Détresse dans le rang

CHRONIQUE/ Février n’est pas un mois facile en agriculture. En fait, février est dans quelle saison?

C’est connu, les entre-deux saisons laissent les agriculteurs seuls avec eux-mêmes, avec un peu moins d’ouvrage… et plus de temps pour penser. Penser seul, c’est aussi ruminer. De beaux projets peuvent naître ou le désespoir prendre racine. En fait, lorsque l’ouvrage coule à flots, rien n’a le temps de mal aller!
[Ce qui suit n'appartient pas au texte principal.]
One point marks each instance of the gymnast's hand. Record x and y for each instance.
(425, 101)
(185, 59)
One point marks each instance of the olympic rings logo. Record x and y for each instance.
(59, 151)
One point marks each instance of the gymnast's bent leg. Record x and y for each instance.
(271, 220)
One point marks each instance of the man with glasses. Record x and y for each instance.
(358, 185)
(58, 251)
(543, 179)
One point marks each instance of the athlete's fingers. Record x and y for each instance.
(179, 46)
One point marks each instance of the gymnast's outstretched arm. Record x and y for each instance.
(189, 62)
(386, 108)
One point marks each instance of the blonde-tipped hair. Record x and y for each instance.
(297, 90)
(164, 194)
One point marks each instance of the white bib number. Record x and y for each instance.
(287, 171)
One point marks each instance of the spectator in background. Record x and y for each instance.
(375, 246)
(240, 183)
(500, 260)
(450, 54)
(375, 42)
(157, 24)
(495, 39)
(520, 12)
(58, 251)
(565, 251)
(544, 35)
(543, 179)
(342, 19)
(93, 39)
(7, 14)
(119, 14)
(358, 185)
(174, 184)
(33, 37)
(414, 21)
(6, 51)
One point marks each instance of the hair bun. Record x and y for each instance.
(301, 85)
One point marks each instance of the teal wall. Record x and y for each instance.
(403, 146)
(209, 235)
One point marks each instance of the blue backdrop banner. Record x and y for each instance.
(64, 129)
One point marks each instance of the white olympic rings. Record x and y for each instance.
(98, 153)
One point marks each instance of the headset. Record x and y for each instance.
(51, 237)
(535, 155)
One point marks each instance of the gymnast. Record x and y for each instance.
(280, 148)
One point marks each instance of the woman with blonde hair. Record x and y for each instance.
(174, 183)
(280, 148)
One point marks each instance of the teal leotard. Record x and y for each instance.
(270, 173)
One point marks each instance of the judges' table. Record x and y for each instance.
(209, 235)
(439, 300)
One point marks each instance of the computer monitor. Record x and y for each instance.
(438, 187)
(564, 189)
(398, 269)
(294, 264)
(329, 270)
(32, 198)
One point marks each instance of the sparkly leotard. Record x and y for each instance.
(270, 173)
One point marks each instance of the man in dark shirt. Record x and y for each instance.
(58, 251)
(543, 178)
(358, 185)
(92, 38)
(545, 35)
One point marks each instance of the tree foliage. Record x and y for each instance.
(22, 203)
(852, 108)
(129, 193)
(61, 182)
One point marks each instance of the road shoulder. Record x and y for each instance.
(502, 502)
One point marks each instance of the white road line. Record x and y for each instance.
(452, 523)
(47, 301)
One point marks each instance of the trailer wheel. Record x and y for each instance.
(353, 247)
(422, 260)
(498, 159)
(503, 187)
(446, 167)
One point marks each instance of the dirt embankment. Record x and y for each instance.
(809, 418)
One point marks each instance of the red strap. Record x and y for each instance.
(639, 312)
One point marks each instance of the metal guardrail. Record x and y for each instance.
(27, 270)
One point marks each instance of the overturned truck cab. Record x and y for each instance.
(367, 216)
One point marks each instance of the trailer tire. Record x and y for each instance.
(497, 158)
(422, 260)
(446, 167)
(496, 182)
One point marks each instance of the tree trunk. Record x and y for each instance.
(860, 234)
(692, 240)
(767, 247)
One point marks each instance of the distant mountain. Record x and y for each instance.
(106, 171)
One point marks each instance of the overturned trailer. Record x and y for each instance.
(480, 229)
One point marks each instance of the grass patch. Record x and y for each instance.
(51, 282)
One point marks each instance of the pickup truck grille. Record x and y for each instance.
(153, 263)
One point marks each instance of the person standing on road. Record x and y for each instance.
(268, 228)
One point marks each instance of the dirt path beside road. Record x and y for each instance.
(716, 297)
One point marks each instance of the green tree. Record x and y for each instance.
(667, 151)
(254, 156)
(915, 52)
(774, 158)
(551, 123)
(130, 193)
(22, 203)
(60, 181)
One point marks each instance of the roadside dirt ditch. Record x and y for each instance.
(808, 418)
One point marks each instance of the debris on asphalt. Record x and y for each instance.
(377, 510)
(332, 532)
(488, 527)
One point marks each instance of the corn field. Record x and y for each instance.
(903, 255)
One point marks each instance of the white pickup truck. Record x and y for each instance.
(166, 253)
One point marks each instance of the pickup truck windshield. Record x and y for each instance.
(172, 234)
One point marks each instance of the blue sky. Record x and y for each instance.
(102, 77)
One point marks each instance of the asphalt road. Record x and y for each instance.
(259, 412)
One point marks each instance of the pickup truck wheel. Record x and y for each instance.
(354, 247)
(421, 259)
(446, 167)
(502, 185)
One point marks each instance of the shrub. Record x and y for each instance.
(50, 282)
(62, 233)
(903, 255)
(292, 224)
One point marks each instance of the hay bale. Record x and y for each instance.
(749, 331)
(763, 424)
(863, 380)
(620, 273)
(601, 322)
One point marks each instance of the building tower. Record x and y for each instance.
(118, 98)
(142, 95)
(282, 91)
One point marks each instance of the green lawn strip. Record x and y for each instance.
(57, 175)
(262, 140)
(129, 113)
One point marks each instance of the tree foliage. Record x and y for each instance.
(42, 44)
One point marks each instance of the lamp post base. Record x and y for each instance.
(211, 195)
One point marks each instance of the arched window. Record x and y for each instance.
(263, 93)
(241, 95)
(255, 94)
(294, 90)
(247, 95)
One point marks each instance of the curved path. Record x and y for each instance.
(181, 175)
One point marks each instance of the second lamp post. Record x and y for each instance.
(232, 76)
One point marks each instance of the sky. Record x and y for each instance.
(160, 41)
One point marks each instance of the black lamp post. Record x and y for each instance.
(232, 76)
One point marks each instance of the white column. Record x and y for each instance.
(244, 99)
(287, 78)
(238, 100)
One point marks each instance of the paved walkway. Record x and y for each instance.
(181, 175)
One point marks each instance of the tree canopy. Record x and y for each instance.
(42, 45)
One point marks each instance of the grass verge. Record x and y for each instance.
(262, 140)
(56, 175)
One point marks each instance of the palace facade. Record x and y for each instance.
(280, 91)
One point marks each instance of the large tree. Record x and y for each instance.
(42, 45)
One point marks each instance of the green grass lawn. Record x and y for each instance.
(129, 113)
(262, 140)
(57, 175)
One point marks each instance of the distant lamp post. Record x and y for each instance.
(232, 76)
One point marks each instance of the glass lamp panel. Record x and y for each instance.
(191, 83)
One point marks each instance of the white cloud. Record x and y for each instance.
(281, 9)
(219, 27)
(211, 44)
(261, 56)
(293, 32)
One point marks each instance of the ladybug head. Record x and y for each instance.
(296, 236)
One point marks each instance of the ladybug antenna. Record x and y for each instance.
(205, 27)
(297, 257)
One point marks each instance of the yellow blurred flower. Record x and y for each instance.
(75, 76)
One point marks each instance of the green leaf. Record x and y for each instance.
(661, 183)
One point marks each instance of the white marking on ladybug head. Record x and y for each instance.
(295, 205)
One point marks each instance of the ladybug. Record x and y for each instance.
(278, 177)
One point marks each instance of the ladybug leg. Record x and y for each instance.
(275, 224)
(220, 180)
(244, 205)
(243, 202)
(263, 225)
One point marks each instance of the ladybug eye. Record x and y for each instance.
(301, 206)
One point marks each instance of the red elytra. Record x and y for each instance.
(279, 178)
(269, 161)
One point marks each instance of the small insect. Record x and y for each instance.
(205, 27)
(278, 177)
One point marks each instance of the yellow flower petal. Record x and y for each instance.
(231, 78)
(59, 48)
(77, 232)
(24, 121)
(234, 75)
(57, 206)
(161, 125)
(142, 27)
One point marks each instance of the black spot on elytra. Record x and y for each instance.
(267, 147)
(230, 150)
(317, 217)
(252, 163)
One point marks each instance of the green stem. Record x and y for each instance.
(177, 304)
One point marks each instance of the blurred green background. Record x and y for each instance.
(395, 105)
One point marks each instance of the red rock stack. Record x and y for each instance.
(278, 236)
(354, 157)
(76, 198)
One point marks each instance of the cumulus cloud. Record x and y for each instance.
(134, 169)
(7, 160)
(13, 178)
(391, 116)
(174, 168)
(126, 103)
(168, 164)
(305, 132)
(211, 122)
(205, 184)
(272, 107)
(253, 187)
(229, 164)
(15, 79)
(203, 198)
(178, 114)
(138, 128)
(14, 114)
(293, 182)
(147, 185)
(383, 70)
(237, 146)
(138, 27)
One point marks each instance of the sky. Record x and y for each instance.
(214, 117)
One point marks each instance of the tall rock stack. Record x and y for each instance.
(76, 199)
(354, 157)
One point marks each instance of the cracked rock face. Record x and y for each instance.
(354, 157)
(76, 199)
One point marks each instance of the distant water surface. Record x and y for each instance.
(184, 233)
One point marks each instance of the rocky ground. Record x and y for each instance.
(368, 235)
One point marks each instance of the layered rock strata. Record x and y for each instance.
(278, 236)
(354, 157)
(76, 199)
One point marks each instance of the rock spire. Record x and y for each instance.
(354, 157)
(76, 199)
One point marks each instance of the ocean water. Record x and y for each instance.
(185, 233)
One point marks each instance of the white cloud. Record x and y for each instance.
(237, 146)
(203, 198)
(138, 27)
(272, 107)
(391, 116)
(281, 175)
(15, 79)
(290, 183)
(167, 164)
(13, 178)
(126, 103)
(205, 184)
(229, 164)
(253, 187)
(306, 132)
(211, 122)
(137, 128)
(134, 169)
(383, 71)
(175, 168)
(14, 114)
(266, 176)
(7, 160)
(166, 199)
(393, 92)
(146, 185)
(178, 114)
Selon une intervenante en milieu agricole, «une travailleuse de rang», les entre-deux saisons sont des périodes où elle reçoit plusieurs appels à l’aide. Au cœur des familles agricoles (450-768-6995) est au bout du fil pour écouter. Au terme de la Semaine de prévention du suicide, couper l’isolement et être à l’écoute peut sauver des vies. Au lendemain de la Saint-Valentin, les consultations peuvent également sauver des couples. En agriculture, les entreprises familiales sont bâties autour du couple. Chacun doit accomplir ses précieuses tâches. Quand une ferme ne va plus, le couple en sort rarement gagnant. Une garde partagée en milieu agricole, c’est souvent un homme qui se retrouve seul à la ferme… et à la maison.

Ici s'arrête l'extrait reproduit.